I’ve been using Flickr for the few photos I’ve uploaded, but due to the limited number of sets (three) for the free version, I’m quite limited in what I can do there. I’m willing to pay the $25 it takes to upgrade to Pro status, but rather than jump in there now, I’ve started looking around for other alternatives before I get too entrenched.

So what am I looking for? Off the top of my head, this is what I’ve come up with in no particular order:

  • Good user rights — such that the photographer owns the rights to the photos
  • Nice professional looking site layout
  • Some level of interactivity by others — comments, etc.
  • Ease of use
  • Good slideshow feature
  • Good pricing

Should I consider anything else? These are things I’m looking for, which might be different from your own needs.

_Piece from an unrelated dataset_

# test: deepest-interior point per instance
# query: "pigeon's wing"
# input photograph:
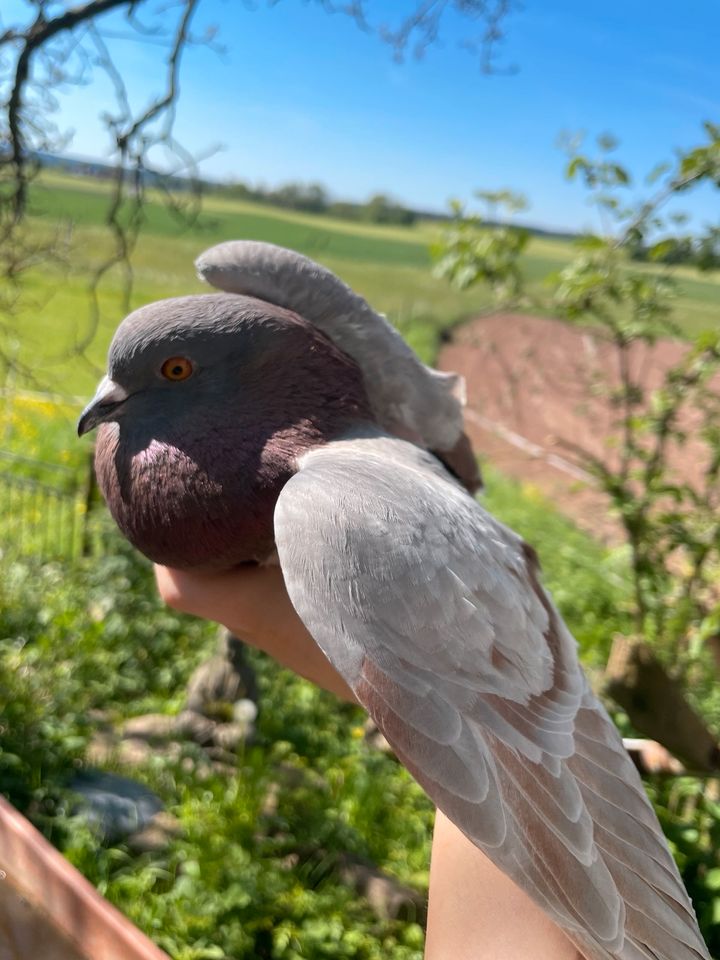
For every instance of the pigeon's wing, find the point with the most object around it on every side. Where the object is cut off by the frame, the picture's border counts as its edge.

So far this is what I’ve looked at:

Flickr

  • Excellent user rights. User has full control of rights to published photos, although Flickr can use them for advertising the service, as long as the photos are made public
  • I don’t quite like the layout. Tries to appeal to the general consumer rather than trying to be professional looking. Would’ve liked it to have a darker layout, and not quite as “kid-ish”.
  • Good interactivity. Probably one of the best
  • Easy to use. Has links to different sizes, which works wells, since this blog can use the medium sizes. Easy uploading and tagging. Has a standalone uploader software for dragging and dropping from the desktop.
  • Relatively good full screen slideshows with black backgrounds
  • Fairly priced at $25 a year for unlimited photos, sets, etc. Free version is a little miserly at only 3 sets

Adobe Photoshop Express

  • Bad user rights
  • Very nice layout with dark grey backgrounds and neat animations. More geared towards online editing then as a photo display site based on the way things are linked
  • Not sure about interactivity
  • Relatively easy to use for uploading but only have one size. Has very nice editing features, but I’m not looking for those
  • Very nice slideshow features
  • Only 2GB of space provided. No paid version (yet)

Photo.net

  • Excellent user rights. Very similar to Flickr, if not better
  • OK layout, although a little difficult to navigate to see large versions of images, metadata, etc.
  • Good interactivity with fields for comments
  • Relatively easy to use, but only have the size of image uploaded. JPEG only and long dimension of up to 1024, which is quite small.
  • What’s up with the slideshow feature to display photos of a fixed larger dimension? This means that your slideshow could be displaying images smaller than the original! This put me off. Not full screen
  • The free version provides space for 5 photos+ (the final number is determined by how much you participate), mainly for the purpose of allowing others to critique. The paid version is $25 and gives you “increased storage space (enough for hundreds of photos)”, fewer ads, and a <yourname>@photo.net email address
  • Good site with a group of true photo enthusiasts rather than for the general public

I’ll keep looking and will be updating this page with more sites as I find them. That doesn’t quite fit in the blogging concept, but it’ll help keep things together rather over several days.

If you have any suggestions of what to check out, do let me know. I’m considering checking these other sites:

Any other sites I shouldn’t miss? That’s a lot to try out, so it’ll take a while before I’m done.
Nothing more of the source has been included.